The State Department reacted strongly yesterday to a published interview with Evan Galbraith, the retiring U.S. ambassdor to France, in which the envoy said "foreign policy is too important to be left up to Foreign Service officers."
In the interview with The New York Times, Galbraith also was quoted as saying: "It's like the line about war being too important to leave up to the generals. Well, the Foreign Service officer is like a military person. To move up, he has to avoid trouble. He learns in time to have a horror of confrontation.
"The result is that the dominant operations are make-work 'cover' operations that are not only useless but mislead people. It's just waves sloshing about without anybody really wanting to do something. There's something about the Foreign Service that takes the guts out of people.
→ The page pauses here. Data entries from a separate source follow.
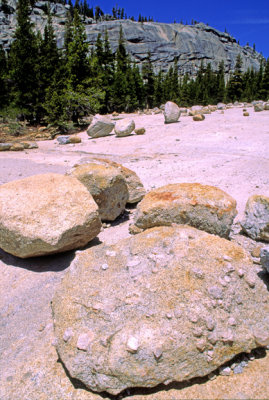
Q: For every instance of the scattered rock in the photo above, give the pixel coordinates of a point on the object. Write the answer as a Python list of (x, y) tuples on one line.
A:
[(74, 139), (133, 342), (264, 255), (100, 126), (17, 147), (124, 127), (256, 221), (135, 187), (106, 185), (5, 146), (198, 117), (140, 131), (258, 107), (46, 214), (221, 106), (63, 139), (171, 112), (204, 207)]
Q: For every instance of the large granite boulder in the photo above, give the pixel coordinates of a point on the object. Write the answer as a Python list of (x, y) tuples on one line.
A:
[(171, 112), (204, 207), (136, 190), (169, 304), (256, 221), (106, 185), (124, 127), (46, 214), (100, 126)]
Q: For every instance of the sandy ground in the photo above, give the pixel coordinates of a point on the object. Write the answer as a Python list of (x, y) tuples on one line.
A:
[(225, 150)]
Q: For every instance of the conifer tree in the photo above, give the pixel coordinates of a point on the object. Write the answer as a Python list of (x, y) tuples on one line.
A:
[(23, 67), (48, 62), (149, 81), (265, 82), (3, 79), (220, 84)]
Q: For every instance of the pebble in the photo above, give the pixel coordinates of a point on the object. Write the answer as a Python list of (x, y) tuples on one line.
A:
[(132, 344)]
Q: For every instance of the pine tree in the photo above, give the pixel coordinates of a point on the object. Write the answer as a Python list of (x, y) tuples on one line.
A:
[(265, 82), (3, 79), (49, 59), (220, 84), (77, 54), (149, 81), (23, 67), (235, 84)]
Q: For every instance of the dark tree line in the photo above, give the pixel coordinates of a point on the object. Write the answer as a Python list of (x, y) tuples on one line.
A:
[(41, 83)]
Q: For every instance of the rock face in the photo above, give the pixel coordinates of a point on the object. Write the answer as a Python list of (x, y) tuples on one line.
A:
[(100, 126), (169, 304), (46, 214), (136, 190), (171, 112), (190, 44), (204, 207), (124, 127), (106, 185), (256, 221)]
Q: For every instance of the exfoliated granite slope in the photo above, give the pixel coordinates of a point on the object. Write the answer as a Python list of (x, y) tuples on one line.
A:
[(189, 43)]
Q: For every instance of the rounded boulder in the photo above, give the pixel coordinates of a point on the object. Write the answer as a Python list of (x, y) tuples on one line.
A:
[(46, 214), (171, 112), (204, 207), (106, 185), (169, 304)]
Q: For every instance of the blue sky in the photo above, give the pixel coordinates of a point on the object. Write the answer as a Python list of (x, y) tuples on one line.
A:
[(246, 20)]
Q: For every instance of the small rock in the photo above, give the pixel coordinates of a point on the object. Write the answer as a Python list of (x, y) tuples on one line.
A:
[(132, 344), (225, 371), (84, 341), (198, 117), (171, 112), (63, 139), (238, 369), (124, 127), (140, 131)]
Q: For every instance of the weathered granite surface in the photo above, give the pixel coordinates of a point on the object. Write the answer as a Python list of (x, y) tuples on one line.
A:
[(190, 44)]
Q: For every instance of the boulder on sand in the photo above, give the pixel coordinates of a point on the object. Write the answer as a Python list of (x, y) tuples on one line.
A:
[(106, 185), (100, 126), (46, 214), (135, 187), (124, 127), (204, 207), (171, 112), (169, 304)]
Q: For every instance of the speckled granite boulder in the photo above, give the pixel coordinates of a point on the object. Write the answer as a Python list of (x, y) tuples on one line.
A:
[(100, 126), (135, 187), (256, 221), (107, 186), (171, 112), (169, 304), (204, 207), (124, 127), (46, 214)]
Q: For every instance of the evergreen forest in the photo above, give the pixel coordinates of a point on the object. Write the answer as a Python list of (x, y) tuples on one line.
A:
[(40, 83)]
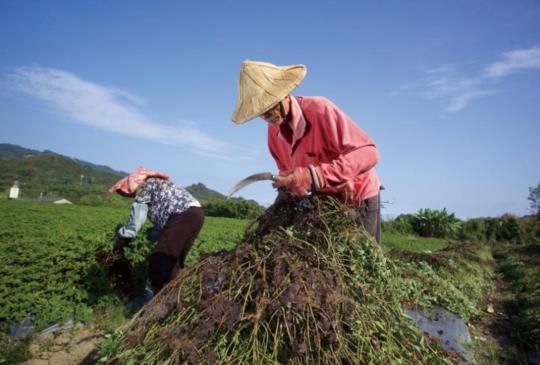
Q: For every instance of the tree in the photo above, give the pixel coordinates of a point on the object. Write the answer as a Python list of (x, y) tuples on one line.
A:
[(534, 199)]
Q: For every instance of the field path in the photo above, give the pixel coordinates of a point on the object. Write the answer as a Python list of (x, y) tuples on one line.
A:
[(66, 349)]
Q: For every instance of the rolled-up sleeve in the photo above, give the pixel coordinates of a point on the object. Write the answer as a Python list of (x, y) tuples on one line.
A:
[(137, 217)]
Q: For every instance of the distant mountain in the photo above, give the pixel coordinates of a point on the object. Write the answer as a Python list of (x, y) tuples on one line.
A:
[(52, 174), (202, 193), (11, 151)]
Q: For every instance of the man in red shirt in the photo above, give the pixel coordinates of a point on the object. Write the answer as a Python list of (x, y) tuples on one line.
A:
[(316, 146)]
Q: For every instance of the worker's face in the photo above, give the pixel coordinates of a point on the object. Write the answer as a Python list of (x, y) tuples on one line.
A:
[(278, 113)]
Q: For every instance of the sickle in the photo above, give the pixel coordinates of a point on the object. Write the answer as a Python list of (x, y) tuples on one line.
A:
[(251, 179)]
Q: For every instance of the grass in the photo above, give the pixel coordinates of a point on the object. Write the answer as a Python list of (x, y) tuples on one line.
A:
[(49, 269), (400, 242)]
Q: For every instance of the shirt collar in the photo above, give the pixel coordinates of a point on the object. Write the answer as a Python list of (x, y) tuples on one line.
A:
[(297, 123)]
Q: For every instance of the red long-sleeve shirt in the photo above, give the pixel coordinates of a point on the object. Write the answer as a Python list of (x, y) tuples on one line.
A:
[(323, 135)]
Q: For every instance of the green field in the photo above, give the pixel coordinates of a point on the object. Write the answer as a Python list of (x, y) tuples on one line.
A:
[(48, 253), (50, 267)]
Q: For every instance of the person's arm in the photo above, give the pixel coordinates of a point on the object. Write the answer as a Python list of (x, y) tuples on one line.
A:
[(137, 217), (357, 153)]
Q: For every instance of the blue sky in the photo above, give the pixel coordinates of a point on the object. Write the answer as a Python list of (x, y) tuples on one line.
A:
[(449, 90)]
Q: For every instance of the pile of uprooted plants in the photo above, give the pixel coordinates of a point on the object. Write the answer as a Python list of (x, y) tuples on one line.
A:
[(306, 286)]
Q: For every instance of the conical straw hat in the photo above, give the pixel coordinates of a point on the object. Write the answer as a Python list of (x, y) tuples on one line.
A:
[(262, 85)]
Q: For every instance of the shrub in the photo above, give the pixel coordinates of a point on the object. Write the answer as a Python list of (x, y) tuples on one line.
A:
[(435, 223), (402, 224)]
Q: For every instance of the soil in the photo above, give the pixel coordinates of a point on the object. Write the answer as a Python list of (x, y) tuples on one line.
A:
[(72, 348), (493, 332)]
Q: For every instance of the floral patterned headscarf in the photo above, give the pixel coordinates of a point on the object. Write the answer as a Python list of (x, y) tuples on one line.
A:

The tendency is to avoid confronting an issue."
At his briefing yesterday, department spokesman Bernard Kalb said Secretary of State George P. Shultz "does not agree with the characterization of the Foreign Service attributed to Ambassador Galbraith."
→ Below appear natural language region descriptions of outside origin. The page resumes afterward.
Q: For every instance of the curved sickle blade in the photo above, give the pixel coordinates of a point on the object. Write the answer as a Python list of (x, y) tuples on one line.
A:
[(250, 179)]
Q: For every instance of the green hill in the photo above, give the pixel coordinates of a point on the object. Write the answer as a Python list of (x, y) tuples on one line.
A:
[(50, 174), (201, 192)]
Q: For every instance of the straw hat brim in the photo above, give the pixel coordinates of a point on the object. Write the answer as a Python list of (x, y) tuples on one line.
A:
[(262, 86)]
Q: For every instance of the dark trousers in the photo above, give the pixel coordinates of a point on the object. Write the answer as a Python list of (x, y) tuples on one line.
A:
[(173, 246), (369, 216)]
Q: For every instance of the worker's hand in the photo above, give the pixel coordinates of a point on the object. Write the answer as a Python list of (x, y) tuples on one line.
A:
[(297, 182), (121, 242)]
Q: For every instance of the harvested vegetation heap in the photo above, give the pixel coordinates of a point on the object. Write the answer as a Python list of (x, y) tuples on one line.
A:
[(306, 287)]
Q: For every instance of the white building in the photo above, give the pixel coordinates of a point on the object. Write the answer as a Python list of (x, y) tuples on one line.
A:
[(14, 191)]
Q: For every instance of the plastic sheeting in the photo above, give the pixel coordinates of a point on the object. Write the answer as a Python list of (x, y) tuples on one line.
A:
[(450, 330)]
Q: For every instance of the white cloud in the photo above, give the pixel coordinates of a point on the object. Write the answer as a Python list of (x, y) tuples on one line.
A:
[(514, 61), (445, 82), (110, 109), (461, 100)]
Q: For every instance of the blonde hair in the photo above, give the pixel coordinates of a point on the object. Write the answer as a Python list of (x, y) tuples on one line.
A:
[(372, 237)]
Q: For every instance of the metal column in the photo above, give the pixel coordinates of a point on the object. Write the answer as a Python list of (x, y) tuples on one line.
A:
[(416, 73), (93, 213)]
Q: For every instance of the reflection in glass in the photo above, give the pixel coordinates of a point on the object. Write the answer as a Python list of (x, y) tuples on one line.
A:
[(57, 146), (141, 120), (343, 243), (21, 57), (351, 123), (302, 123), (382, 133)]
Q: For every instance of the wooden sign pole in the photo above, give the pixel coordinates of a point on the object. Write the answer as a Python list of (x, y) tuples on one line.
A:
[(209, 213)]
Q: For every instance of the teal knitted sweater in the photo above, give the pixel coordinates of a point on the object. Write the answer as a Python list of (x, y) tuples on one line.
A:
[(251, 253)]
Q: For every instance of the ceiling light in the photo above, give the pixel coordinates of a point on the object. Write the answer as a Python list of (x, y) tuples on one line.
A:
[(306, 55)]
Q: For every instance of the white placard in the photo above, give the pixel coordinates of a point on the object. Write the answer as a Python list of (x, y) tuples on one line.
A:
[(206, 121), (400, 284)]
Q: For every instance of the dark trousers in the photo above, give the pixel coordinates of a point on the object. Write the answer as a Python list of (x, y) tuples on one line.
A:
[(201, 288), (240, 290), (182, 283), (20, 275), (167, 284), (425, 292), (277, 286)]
"The secretary," he added, "finds that the Foreign Service implements the president's foreign policy with vigor and loyalty and is carrying out its mission in an outstanding matter. In a world in which the threat of terrorism is mounting, and America is called upon to deal with a difficult, dangerous and debilitating array of problems, it is the Foreign Service officer who often is out there on the front line."
Kalb also said that Galbraith thought the newspaper article "badly expressed" his views on the Foreign Service.